GERALDINE.
This simple child has claims
On your sentiment — her name's
Geraldine.
Be tender — but beware,
For she's frolicsome as fair,
And fifteen.
She has gifts that have not cloyed,
For these gifts she has employed,
And improved:
She has bliss which lives and leans
Upon loving — and that means
She is loved.
She has grace.

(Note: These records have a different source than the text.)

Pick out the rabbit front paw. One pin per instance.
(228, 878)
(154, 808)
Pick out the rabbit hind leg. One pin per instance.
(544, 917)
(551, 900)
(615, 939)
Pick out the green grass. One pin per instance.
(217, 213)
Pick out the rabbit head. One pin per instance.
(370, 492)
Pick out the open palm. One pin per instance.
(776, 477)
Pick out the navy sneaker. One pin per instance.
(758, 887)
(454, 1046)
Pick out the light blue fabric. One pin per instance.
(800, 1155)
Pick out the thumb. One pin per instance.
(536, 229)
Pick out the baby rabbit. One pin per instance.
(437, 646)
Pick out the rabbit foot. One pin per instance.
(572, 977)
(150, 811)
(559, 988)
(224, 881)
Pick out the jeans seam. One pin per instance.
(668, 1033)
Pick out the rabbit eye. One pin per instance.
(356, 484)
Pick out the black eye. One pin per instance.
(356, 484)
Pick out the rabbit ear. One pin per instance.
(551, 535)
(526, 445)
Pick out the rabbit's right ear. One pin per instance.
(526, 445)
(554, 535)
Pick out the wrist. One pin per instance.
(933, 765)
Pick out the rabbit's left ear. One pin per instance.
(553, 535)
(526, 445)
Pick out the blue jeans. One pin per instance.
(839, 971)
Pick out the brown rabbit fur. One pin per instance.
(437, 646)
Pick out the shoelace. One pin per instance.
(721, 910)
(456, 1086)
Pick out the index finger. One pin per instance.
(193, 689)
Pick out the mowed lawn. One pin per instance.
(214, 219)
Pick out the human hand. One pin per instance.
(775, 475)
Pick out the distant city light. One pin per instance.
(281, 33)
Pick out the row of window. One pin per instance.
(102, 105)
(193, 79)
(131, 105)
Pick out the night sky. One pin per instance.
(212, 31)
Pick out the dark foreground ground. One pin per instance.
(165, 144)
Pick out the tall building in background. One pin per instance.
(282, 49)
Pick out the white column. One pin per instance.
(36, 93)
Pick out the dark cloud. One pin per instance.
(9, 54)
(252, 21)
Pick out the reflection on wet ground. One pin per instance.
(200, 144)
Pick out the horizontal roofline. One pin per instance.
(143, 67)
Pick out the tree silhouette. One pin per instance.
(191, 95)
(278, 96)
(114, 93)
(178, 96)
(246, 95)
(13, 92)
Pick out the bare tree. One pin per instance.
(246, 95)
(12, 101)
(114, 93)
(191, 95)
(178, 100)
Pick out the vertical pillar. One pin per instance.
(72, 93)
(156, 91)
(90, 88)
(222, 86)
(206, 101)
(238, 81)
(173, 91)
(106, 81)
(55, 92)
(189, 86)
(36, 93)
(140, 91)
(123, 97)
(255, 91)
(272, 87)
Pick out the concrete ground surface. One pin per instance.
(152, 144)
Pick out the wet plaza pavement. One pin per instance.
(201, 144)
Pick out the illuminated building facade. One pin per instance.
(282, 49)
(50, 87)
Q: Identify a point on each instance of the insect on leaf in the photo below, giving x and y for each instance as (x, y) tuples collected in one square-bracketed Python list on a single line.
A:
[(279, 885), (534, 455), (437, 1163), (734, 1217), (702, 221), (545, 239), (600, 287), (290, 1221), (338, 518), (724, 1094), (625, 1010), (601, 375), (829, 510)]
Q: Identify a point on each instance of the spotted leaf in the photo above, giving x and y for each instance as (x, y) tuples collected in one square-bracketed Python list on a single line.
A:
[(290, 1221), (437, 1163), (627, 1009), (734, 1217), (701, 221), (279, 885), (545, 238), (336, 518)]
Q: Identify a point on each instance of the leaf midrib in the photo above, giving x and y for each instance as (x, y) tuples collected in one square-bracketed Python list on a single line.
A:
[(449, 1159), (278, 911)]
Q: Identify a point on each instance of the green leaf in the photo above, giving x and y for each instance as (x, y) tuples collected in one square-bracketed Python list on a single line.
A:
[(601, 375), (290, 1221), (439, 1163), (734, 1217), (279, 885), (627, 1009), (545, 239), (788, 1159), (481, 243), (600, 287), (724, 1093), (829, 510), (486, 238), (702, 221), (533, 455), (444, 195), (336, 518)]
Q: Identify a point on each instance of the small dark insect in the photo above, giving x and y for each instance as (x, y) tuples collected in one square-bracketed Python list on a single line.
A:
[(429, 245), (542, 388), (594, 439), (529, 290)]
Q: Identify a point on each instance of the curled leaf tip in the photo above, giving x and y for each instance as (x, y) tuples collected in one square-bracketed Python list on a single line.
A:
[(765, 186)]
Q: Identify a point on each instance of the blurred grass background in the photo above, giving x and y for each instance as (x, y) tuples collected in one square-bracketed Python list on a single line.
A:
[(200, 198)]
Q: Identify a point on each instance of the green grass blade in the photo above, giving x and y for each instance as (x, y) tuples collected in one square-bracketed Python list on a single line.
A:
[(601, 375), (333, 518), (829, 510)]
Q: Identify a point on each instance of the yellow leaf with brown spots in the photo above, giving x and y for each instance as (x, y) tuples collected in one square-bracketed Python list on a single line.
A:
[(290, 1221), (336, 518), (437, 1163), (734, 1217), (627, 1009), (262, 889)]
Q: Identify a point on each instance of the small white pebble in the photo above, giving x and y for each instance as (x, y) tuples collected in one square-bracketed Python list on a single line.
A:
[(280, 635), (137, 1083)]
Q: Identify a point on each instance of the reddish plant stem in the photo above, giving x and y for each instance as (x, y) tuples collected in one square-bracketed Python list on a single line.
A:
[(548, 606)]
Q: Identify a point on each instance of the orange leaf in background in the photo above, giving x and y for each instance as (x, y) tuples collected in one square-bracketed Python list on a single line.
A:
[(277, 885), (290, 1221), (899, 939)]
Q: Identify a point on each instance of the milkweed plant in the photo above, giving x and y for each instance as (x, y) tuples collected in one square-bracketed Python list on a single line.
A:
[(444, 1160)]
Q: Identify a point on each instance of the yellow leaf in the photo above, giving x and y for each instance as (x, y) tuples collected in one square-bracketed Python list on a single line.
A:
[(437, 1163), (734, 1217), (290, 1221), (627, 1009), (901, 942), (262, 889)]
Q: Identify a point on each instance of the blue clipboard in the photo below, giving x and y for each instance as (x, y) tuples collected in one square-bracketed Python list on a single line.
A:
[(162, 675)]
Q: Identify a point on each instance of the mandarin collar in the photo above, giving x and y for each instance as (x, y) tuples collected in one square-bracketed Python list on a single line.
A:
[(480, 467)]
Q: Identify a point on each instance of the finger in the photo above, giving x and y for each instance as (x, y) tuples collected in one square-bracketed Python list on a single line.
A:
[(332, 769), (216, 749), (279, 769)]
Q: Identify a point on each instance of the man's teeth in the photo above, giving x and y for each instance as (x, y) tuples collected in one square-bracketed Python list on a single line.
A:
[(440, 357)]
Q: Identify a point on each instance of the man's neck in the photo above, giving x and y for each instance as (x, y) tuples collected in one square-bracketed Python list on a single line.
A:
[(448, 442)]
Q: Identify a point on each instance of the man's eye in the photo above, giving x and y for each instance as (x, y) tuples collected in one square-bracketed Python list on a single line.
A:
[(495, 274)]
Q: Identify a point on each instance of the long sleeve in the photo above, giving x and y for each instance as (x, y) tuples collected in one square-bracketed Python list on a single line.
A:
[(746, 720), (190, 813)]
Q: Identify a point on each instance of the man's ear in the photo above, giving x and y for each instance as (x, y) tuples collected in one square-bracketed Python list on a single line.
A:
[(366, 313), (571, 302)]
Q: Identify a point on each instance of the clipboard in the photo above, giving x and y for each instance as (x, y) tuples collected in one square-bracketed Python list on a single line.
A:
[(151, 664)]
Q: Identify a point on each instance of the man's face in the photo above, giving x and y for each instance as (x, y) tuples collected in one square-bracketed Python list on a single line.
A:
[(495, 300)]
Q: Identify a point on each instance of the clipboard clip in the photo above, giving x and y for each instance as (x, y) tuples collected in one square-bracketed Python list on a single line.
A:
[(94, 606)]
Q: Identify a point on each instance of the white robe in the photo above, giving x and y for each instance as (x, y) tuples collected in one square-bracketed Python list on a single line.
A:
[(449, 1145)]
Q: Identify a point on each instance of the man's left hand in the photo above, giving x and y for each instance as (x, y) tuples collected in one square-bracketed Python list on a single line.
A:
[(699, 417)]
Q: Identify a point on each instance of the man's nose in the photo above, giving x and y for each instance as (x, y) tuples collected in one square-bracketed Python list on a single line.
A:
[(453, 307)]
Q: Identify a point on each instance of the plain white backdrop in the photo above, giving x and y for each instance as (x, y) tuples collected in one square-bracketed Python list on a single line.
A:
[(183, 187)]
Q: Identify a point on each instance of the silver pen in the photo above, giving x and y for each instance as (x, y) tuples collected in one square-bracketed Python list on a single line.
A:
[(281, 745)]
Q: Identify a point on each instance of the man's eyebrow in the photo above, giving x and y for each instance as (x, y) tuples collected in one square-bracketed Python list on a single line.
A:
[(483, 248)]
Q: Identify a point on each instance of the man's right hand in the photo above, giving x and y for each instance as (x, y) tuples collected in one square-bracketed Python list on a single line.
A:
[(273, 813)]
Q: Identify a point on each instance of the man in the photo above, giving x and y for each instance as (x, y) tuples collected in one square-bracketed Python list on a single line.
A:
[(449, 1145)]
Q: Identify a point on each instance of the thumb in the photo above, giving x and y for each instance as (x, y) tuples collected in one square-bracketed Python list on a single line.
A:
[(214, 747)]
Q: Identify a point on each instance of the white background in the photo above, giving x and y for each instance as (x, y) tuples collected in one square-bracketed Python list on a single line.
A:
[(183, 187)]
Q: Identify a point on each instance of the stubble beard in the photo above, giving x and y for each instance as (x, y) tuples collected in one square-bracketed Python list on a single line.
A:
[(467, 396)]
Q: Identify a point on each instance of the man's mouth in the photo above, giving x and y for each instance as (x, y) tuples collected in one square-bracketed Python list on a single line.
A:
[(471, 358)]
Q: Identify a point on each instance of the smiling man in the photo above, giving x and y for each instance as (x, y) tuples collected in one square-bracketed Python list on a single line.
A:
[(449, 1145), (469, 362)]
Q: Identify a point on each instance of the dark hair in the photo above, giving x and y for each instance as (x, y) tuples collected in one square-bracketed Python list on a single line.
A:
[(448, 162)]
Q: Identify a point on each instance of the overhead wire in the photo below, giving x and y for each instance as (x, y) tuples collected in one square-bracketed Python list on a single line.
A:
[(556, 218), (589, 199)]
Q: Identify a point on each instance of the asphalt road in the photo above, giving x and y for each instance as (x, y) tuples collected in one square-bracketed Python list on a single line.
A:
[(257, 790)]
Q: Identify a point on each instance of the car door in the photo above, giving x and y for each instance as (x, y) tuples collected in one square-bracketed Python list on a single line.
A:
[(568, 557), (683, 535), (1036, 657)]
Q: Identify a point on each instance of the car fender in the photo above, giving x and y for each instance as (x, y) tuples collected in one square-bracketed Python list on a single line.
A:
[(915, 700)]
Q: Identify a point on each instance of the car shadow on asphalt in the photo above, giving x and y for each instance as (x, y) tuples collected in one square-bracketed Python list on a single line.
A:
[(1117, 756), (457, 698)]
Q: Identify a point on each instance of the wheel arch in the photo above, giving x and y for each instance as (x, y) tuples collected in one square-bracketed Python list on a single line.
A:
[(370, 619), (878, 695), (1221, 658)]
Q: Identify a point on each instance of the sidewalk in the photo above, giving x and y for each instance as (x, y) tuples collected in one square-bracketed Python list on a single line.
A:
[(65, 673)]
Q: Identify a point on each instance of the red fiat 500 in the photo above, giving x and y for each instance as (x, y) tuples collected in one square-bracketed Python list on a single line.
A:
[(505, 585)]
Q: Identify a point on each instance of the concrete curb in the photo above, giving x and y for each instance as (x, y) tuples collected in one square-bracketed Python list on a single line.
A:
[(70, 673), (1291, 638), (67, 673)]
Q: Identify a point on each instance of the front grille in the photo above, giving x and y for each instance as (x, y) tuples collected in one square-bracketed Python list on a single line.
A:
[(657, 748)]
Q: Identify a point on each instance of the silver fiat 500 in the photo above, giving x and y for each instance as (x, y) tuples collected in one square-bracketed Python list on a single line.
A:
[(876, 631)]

A grace refined
By sweet harmony of mind:
And the Art,
And the blessed Nature, too,
Of a tender, and a true
Little heart.
And yet I must not vault
Over any little fault
That she owns:
Or others might rebel,
And might enviously swell
In their zones.
She is tricksy as the fays,
Or her pussy when it plays
With a string:
She's a goose about her cat,
And her ribbons — and all that
Sort of thing.
These foibles are a blot,
Still she never can do what
Is not nice,
Such as quarrel, and give slaps —
As I've known her get, perhaps,
Once or twice.
The spells that move her soul
Are subtle — sad or droll —
She can show
That virtuoso whim
Which consecrates our dim
Long-ago.
A love that is not sham
For Stothard, Blake, and Lamb;
And I've known
Cordelia's sad eyes
Cause angel-tears to rise
In her own.
Her gentle spirit yearns
When she reads of Robin Burns —
Luckless Bard!
Had she blossomed in thy time,
How rare had been the rhyme
— And reward!
Thrice happy then is he
Who, planting such a Tree,
Sees it bloom
To shelter him — indeed
We have sorrow as we speed
To our doom!
I am happy having grown
Such a Sapling of my own;
And I crave
No garland for my brows,
But peace beneath its boughs
Till the grave.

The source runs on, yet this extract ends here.